Anorectal disorders range from simple to complex and can manifest signs and symptoms of underlying serious local or systemic disorders that may be life threatening. Precise causes may be difficult to determine; thus a focused history and careful examination can narrow the differential diagnosis and aid timely and appropriate management.
The rectum begins at the S3 vertebral body and descends for about 13 to 15 cm becoming the anus, comprised of the anal canal, anal verge, and anal margin. The rectum narrows and traverses through the muscular pelvic floor, at the level of the levator ani and coccygeal muscles, and becomes the anal canal, 4 cm in length, surrounded by the anal sphincter muscle (Figure 1).
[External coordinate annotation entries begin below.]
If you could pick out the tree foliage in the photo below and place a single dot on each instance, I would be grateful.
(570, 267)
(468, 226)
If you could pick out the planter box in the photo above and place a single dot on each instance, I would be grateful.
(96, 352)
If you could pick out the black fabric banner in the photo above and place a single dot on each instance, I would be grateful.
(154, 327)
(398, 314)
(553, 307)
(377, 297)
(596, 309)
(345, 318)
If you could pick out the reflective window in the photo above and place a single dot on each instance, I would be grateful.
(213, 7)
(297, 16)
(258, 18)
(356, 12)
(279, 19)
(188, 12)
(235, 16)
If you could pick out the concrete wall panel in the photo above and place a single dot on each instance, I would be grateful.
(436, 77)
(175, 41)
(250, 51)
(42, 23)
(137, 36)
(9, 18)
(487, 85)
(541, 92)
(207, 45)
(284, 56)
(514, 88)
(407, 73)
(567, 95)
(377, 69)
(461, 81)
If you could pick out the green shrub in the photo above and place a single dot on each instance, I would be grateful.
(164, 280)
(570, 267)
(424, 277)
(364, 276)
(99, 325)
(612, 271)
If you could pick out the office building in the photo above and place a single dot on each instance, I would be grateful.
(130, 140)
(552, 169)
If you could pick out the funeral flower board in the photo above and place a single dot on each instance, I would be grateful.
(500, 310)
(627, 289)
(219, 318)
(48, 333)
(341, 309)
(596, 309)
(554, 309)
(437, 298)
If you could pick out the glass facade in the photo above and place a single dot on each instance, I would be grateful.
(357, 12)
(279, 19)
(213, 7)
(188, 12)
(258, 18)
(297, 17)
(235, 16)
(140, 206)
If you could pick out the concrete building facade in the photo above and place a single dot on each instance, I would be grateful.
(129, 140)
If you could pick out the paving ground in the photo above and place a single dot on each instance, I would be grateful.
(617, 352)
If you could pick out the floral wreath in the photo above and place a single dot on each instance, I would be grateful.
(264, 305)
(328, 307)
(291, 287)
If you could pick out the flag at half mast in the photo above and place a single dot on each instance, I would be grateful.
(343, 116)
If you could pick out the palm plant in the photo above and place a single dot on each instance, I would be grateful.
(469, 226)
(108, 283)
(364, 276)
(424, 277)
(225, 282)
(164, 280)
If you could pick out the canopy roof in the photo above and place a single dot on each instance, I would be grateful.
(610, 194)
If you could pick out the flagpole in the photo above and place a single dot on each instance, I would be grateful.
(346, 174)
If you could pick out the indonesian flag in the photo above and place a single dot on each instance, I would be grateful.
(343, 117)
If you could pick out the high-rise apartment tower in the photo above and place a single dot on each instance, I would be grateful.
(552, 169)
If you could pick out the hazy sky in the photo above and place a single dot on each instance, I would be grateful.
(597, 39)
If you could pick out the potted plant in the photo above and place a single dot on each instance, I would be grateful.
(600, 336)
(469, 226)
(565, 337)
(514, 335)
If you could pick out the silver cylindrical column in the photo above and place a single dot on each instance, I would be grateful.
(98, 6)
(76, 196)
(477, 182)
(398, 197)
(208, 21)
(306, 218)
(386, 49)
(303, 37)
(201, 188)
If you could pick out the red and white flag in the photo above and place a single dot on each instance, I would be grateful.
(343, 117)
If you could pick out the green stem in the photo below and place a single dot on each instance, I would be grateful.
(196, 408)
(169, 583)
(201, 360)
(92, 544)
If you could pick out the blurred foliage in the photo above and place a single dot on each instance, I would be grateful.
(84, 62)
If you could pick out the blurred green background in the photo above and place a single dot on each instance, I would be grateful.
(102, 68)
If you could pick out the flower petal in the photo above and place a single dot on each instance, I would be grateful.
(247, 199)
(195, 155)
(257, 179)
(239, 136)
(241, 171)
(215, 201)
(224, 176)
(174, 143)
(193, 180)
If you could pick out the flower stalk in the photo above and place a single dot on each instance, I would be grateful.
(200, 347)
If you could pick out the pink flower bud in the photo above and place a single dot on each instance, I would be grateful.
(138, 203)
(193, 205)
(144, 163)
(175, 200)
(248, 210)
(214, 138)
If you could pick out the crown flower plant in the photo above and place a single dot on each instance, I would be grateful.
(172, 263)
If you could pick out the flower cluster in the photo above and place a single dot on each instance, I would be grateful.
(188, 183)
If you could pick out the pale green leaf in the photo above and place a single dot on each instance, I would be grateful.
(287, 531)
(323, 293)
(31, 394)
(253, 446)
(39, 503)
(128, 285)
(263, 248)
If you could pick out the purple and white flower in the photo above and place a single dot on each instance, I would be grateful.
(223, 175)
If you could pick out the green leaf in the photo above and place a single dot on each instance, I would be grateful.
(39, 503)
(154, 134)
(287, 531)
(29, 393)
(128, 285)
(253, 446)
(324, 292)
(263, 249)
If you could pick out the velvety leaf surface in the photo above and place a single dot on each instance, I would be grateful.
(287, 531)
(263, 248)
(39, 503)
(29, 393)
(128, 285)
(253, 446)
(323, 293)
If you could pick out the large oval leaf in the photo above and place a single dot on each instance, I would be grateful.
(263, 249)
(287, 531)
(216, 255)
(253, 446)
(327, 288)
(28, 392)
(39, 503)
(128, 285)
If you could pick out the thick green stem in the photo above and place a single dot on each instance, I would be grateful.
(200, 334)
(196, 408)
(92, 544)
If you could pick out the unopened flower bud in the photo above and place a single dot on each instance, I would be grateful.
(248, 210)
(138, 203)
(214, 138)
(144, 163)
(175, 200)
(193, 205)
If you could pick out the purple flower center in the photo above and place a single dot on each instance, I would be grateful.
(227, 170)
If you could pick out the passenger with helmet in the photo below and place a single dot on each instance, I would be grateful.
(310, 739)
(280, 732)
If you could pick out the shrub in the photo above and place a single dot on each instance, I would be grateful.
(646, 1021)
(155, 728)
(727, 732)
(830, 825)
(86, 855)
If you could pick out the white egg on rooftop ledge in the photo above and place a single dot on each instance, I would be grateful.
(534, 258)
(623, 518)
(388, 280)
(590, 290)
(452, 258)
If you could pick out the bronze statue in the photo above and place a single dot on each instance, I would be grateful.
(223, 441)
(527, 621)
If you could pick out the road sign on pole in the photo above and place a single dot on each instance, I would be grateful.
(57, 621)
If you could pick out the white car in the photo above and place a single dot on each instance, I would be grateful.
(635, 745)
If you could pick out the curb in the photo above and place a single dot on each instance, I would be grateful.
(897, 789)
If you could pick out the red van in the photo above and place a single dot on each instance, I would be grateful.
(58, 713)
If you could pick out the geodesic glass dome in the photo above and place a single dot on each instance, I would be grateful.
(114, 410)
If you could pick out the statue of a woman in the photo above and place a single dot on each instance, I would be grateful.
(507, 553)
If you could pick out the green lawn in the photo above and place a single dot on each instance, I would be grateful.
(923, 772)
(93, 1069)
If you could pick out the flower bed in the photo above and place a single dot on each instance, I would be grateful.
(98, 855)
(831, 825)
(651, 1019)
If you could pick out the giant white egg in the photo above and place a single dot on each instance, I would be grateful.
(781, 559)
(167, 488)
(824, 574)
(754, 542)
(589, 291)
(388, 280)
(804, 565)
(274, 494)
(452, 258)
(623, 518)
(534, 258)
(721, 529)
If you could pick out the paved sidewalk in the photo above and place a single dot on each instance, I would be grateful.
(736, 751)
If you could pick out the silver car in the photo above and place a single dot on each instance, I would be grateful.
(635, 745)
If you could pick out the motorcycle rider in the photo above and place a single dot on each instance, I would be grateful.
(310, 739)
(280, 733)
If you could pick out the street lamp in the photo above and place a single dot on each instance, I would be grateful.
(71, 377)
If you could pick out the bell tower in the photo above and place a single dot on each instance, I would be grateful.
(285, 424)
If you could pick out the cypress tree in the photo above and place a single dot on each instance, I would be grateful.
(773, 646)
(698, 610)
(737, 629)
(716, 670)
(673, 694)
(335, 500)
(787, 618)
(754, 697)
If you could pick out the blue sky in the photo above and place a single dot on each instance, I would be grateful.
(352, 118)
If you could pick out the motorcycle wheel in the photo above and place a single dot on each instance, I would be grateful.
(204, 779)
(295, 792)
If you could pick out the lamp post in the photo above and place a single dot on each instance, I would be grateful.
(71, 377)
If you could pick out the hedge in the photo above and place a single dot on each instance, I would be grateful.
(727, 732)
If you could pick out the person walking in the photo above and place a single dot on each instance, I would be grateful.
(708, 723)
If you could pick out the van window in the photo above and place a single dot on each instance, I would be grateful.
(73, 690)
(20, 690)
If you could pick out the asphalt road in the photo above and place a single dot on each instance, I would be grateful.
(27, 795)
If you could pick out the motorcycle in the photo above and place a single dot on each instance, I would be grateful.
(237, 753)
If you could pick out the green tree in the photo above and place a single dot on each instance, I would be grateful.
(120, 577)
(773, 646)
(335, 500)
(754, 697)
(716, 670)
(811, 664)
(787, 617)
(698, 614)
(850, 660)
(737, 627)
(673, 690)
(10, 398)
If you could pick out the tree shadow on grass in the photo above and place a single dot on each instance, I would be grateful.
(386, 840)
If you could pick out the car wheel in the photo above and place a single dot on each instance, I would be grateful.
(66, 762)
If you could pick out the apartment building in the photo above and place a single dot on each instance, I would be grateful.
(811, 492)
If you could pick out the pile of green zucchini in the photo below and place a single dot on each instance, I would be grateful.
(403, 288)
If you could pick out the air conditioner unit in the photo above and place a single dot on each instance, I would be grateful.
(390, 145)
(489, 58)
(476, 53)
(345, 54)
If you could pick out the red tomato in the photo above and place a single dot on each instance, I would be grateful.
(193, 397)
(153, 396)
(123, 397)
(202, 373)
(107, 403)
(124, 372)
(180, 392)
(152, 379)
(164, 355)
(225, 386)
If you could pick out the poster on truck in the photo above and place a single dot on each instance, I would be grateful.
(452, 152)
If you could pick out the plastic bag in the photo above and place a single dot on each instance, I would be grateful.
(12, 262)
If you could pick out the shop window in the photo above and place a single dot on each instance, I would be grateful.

Midsagittal section, anorectum.
The dentate line marks the junction of these two structures as the anal canal continues more distally joining the perianal skin at the anal verge (Figure 2). The anal canal mucosa consists of stratified squamous epithelium and contains no hair follicles or sweat glands. At the anal verge, the anoderm thickens and includes hair follicles and other cutaneous appendages. Proximal to the dentate line, the rectal ampulla narrows to conform to the opening of the anal canal. In doing so, its mucosa takes on a pleated appearance, forming 8 to 14 convoluted longitudinal folds: the columns of Morgagni. Each adjacent column is connected at the dentate line by a flap of mucosa that forms a small anal crypt, normally 1 to 3 mm deep. Anal sepsis, cryptitis, perianal abscesses, and fistulas result from inflammation, obstruction, and infection of the crypts and glands. The anal wall is a continuation of the usual layers of the wall of the colon and rectum, and the innermost mucosal lining continues to the anal verge. Just proximal to the dentate line, the mucosa transitions from rectal columnar to cuboidal to squamous epithelium. The submucosa, which normally contains the bulk of the bowel's blood vessels and autonomic nerves, thickens considerably proximal to the dentate line. The superior hemorrhoidal artery, from the internal mesenteric artery, supplies the proximal two thirds of the rectum, whereas the middle hemorrhoidal artery, from the internal iliac artery, supplies the distal one third of the rectum. The inferior hemorrhoidal artery supplies the anus but also supplies the rectum by a submucosal network. The venous and lymphatic system mirrors the arterial supply. The superior rectal vein drains into the portal system, whereas the middle rectal vein drains into the inferior vena cava. The inner circular muscle layer of the rectum thickens considerably as it terminates distally in the anorectum to form the involuntary internal sphincter muscles. The more attenuated longitudinal muscles of the rectum extend caudally, blending with fibers of voluntary skeletal muscles from the levator ani and external sphincter groups, to form the intersphincteric space (Figure 2).